Ellinger is a Normal native who got roped into the circus by a friend, she said.
Ellinger said she was intrigued with the idea of a new way to work out and better herself.
"I think I'll definitely continue with it," she said.
She has a musical theater background, but said she is excited for the size and grandness of the circus.
"It's a bigger audience, bigger emotions," she said. "A lot higher stakes as well."
Speaking of high stakes, Gavin Byrd said he is performing a particularly dangerous stunt this year.
"I (jump) from the Russian swing to the trapeze this year," he said.
During practice, inside a gym surrounded by padding and spotters, "it's not as scary," he said.
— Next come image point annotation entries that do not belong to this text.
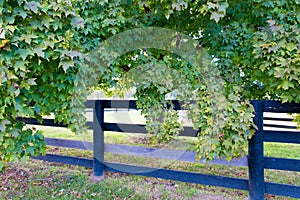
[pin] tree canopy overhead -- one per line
(44, 44)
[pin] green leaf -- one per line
(33, 6)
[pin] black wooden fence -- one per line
(256, 161)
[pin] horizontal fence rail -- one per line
(284, 131)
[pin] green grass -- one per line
(44, 180)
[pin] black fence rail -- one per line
(255, 161)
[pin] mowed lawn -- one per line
(44, 180)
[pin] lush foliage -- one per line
(43, 44)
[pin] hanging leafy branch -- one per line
(44, 44)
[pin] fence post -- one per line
(256, 156)
(98, 139)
But during a performance, the Byrds said it is imperative to focus on the moment.
Gavin Byrd said when he's flying through the air, high above a concrete slab, he doesn't really think about anything.
"Nothing," he said. "That's kind of the best thing you can do."
Avery Byrd said, "When you stand on the teeter board, you just look at your puncher's feet, and that's all you do.
"You just look at their feet and let your body do what it needs to do."
Her brother added, "Now you're in here, and it's just so much of a bigger space, I'm just not thinking about anything. Just do your job."
McPherson said it boils down to rhythm.
"We have counts to just stay on track with the music," she said. "So a lot of the time, it's just 'smile, style, count.'
"Look pretty, don't fall," she said, laughing.
Ellinger said she is excited for the German wheel routine."
The theme is very fun and exciting," she added of this year's circus theme. "I'm excited to do a whole bunch of dance."
McPherson said she had the honor of captaining one of this year's aerial performances.
"I'm really excited to see it come to life, because it's my 'child' this year," she said.
In the stars
Whether they are first-time performers or lifelong acrobats, Gamma Phi Circus has a way of bringing people together.
That might be because of family ties, a passion for circus arts or a thirst for creativity.
Sometimes, though, it may just be written in the stars.
McPherson has a tattoo on her right shoulder.
"This tattoo is the Gemini constellation, I'm a Gemini," she said.
Ellinger looked at her mentor and said, "I'm a Gemini, too."
"Oh my God," McPherson said before the two scurried away as the director called everyone back to their places.